Das Internet von damals, die ersten schönen Erfahrungen mit dem Social Web später, das alles existiert noch, aber wird überlagert von etwas Neuem. Ständige Selbstpräsentation, ewiger Erfolg, Selbsterhöhung und Inszenierung sehe ich öfter, als authentische agierende Persönlichkeiten und davon bin ich selbst betroffen, denn man fügt sich ein, in dieses Kollektiv der Parallelwelt.
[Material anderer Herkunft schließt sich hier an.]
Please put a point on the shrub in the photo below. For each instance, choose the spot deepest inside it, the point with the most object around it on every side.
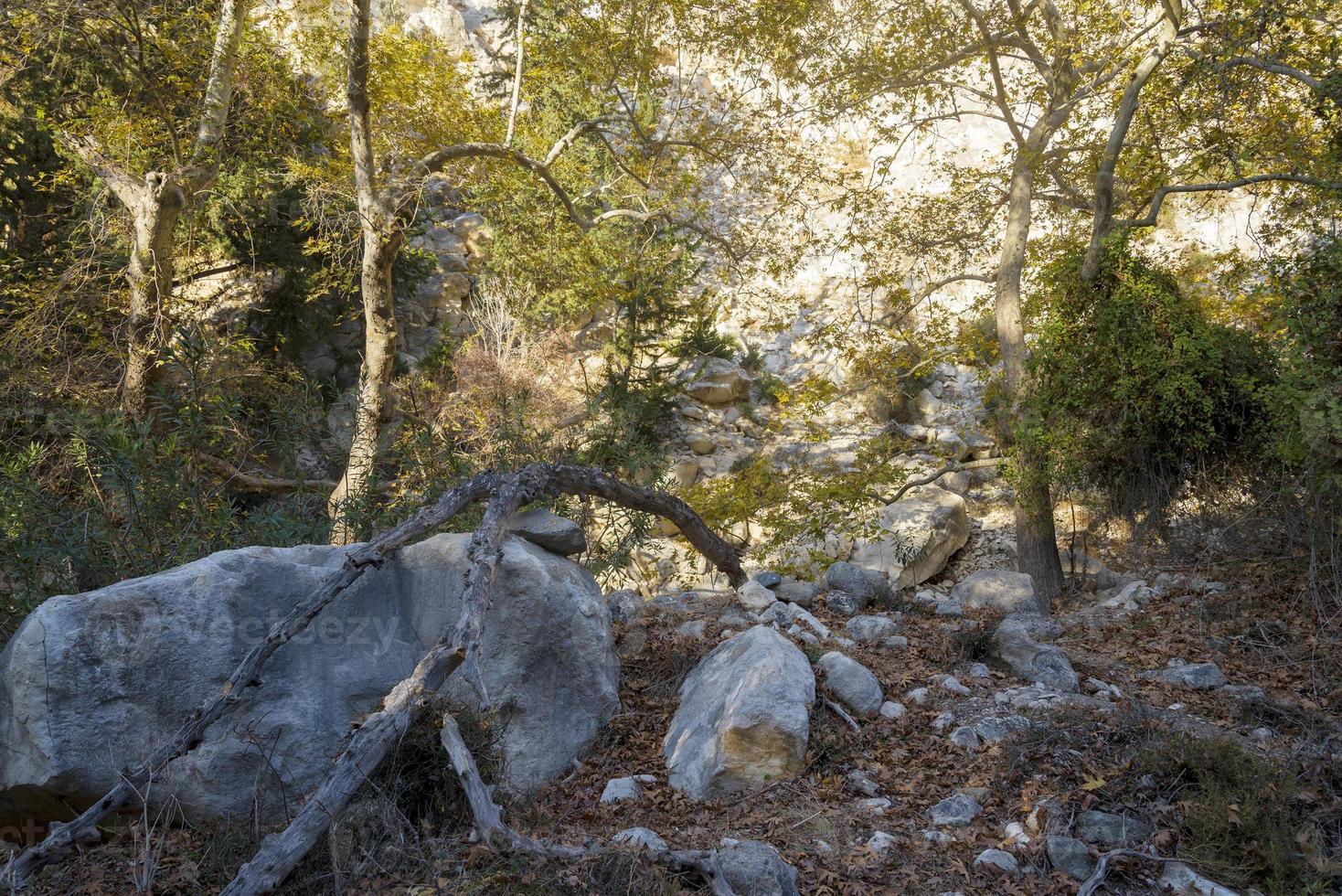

Man präsentiert das Schöne, das Besondere und wenn das mal ausbleibt, zeigt man nichts und fühlt sich irgendwie, als wäre etwas nicht in Ordnung, oder faked einfach alles.

Ich bin Fotograf und scharre so natürlich andere Fotografen um mich. Manche sind Künstler, andere Dienstleister und wiederum einige Hobbyisten. Ganz still sind die, denen es wirklich gut geht. Die, die zu tun haben, die die angekommen sind, wo sie sein wollen. Lauter wird es da, wo der Zweifel präsenter scheint. Da zeigt man jede Errungenschaft, nicht aus Freude an dieser, mehr um den eigenen Wert zu bestätigen. Hat man gerade nichts, schreibt man auch mal „for Nike“ oder „for Red Bull“ unter einen Instagram Post. Am Ende war es eine gute, freie Arbeit, aber eben nicht beauftragt von der Marke, für die alle Arbeiten wollen, weil sie damit ein Angekommen-sein verbinden. Ich glaube, viele fühlen sich sehr unsicher und glauben nicht an sich selbst, zumindest nicht permanent und ich weiß, wovon ich da spreche, denn auch ich brauch manchmal die Bestätigung, dass alles noch im Lot ist.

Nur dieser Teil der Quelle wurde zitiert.